Une des raisons de l’accélération de ce marché est liée au fameux arrêt Bosman, du nom de ce jouer belge dont le FC Liège avait refusé le transfert vers le club français de Dunkerque, et qui a porté l’affaire devant la Cour de justice des Communautés européennes (CJCE) ? Pourriez-vous expliquer le sens du changement ?

Avant la décision de la Cour de justice des Communautés européennes en 1995, les équipes étaient soumises à des quotas de joueurs étrangers, pour permettre qu’une relève locale puisse s’aguerrir dans les compétitions. A partir de la décision de la CJCE, qui considérait que ces restrictions allaient à l’encontre du Traité de Rome et de la libre-circulation des personnes, le marché des transferts des joueurs communautaires, mais aussi des sportifs non communautaires ressortissants d’États ayant signé des accords d’association ou de coopération avec l’Union européenne, s’est alors ouvert. Cette fin des limitations à trois joueurs étrangers dans les clubs a cependant induit des déséquilibres. Les plus grands clubs, notamment en Angleterre, suivis par les clubs italiens ou le PSG plus récemment, ont désormais le pouvoir juridique et financier de concentrer dans leurs rangs tous les meilleurs joueurs.

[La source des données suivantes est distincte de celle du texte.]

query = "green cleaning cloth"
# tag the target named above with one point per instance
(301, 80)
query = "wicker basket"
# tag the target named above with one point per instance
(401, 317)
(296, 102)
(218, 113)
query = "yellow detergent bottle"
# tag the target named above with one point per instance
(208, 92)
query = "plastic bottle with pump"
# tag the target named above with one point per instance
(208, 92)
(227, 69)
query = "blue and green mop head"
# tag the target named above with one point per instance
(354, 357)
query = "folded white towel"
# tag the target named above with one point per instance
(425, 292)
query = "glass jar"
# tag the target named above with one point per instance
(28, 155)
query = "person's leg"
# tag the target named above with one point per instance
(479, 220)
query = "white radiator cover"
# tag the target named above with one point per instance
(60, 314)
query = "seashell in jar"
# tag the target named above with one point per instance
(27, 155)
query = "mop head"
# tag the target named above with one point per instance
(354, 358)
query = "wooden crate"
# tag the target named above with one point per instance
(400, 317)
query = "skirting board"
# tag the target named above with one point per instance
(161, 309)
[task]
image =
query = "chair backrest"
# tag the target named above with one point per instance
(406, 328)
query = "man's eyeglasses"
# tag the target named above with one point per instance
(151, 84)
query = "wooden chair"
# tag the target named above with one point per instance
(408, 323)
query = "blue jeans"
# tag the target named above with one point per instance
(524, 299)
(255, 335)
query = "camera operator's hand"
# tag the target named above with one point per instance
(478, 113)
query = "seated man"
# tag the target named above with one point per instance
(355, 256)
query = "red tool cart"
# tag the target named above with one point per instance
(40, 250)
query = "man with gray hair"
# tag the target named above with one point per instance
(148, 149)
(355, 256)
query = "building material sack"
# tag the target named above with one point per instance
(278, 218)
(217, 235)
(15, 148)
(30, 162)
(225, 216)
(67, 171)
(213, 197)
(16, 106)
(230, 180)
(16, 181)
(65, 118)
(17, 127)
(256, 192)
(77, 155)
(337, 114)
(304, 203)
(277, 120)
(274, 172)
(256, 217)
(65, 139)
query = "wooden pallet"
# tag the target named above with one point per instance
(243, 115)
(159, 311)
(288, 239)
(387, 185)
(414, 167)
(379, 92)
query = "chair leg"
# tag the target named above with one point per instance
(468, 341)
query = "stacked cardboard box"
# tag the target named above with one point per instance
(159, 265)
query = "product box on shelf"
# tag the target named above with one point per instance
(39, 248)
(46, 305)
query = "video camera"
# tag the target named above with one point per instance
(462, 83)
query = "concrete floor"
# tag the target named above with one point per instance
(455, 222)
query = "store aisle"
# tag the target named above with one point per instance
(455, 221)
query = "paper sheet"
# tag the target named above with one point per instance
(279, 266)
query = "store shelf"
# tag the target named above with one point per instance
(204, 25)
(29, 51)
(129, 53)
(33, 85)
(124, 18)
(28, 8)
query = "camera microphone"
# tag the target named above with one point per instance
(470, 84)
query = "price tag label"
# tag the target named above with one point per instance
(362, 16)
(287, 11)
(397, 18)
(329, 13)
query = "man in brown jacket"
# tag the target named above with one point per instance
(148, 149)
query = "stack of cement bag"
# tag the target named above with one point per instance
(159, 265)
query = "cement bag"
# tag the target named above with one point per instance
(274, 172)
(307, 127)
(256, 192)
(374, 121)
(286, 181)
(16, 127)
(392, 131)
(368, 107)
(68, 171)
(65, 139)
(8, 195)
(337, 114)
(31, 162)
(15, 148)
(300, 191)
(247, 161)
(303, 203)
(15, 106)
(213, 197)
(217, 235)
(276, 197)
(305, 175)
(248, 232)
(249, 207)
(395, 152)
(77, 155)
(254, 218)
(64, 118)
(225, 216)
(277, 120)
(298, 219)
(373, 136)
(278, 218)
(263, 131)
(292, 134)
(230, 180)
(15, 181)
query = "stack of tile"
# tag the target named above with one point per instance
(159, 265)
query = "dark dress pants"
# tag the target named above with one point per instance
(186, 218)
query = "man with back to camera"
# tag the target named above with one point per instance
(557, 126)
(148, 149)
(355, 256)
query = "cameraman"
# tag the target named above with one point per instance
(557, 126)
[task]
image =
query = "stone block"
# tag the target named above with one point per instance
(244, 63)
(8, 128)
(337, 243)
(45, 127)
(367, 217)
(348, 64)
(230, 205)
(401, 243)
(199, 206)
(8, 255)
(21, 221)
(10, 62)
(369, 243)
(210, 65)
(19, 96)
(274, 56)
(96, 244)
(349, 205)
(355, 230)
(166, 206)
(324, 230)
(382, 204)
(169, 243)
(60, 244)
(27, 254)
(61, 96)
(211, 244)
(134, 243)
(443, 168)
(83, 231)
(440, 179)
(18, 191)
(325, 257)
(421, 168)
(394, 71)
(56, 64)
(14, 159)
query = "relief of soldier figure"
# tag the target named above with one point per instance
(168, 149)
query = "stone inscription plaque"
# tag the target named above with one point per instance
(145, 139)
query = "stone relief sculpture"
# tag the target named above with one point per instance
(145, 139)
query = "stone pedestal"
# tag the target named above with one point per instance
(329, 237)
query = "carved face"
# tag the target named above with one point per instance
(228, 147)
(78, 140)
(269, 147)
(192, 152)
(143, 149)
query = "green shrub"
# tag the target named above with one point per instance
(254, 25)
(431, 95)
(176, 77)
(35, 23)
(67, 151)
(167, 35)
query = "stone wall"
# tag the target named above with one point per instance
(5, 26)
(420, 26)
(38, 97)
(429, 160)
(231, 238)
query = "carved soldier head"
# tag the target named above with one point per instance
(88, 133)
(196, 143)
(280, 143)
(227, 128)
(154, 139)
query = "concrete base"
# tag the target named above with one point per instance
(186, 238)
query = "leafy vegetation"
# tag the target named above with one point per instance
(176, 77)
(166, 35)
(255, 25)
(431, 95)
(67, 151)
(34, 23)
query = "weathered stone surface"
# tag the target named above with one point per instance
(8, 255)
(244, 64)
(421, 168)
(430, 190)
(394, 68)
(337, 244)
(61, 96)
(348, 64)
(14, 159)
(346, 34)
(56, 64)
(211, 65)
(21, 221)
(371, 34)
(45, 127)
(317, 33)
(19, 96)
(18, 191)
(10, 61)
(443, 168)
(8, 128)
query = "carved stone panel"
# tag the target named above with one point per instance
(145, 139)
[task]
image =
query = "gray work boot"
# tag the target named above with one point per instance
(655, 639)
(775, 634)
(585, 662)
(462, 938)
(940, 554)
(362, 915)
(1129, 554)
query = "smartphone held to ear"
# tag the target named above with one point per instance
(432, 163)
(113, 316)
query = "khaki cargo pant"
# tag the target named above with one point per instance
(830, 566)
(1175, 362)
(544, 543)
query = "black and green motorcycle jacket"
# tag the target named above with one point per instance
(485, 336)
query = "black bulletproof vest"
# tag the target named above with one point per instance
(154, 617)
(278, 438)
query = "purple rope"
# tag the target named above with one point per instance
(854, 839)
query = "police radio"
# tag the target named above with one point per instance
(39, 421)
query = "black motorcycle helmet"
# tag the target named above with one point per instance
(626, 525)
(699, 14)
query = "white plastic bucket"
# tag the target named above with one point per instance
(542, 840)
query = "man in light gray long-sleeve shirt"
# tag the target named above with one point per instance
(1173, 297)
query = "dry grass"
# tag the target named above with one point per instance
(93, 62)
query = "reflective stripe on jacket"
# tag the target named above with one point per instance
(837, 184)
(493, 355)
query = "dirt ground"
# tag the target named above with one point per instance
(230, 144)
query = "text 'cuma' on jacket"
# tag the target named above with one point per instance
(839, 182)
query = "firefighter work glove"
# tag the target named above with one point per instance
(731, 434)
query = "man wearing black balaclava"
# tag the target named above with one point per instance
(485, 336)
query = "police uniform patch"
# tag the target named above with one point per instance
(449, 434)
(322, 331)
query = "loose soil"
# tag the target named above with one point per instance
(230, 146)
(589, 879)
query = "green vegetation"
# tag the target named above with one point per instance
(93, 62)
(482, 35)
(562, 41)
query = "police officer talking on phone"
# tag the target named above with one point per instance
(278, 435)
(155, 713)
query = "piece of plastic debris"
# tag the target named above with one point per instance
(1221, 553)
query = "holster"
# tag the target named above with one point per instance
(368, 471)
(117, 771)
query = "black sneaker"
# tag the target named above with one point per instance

Dans les années 90, le championnat anglais, victime par le passé de hooliganisme, est devenu la Premier League avec une transformation hyper compétitive du modèle économique du football. Qu’est-ce que cela a signifié ?

En 1992, les meilleurs clubs anglais se sont émancipés de la Fédération anglaise de football en créant une ligue dotée d’une grande autonomie conçue comme un véritable produit commercial pour augmenter leurs revenus. Cela leur a particulièrement bien réussi au point que leur nouvelle offre a supplanté le championnat italien alors dominant sur la scène internationale. Le corollaire de la création de ce produit devenu exclusif a notamment été l’augmentation des prix des billets et abonnements, réservant l’accès au football à un milieu plutôt aisé et ayant en grand partie éliminé le problème de l’hooliganisme dans les stades.

Les clubs comme le FC Barcelone restent pourtant endettés. Quid du fair-play financier instauré en 2010 par l’UEFA et qui demande que les clubs ne dépensent pas plus d’argent qu’ils n’en gagnent ?

Les grands clubs restent largement endettés. La Juventus de Turin pourrait par exemple être recapitalisée une troisième fois en cinq ans. Ces découverts sont souvent liés à des gestions peu clairvoyantes, voire même douteuses, ou pour le moins très opaques, notamment concernant tout ce qui touche aux transferts des joueurs. Il est important d’avoir une bonne gestion des clubs si l’on ne veut pas hypothéquer leur avenir. Force est de constater que peu de clubs sont gérés de manière à en assurer une durabilité économique.

En ce qui concerne le fair-play financier, il a permis d’amener plus de transparence et de contrôle dans les comptes des clubs, mais la difficulté à punir les infractions, notamment pour les clubs les plus puissants, reste un problème. Cela ne s’est pas arrangé depuis que les clubs, via l’Association européenne des clubs (ECA), siègent au Comité exécutif de l’UEFA et détiennent avec cette dernière la moitié des parts de la société qui organise la Ligue des champions. Les règles existent mais elles ont plutôt tendance à être progressivement aménagées plutôt qu’appliquées en tant que telles.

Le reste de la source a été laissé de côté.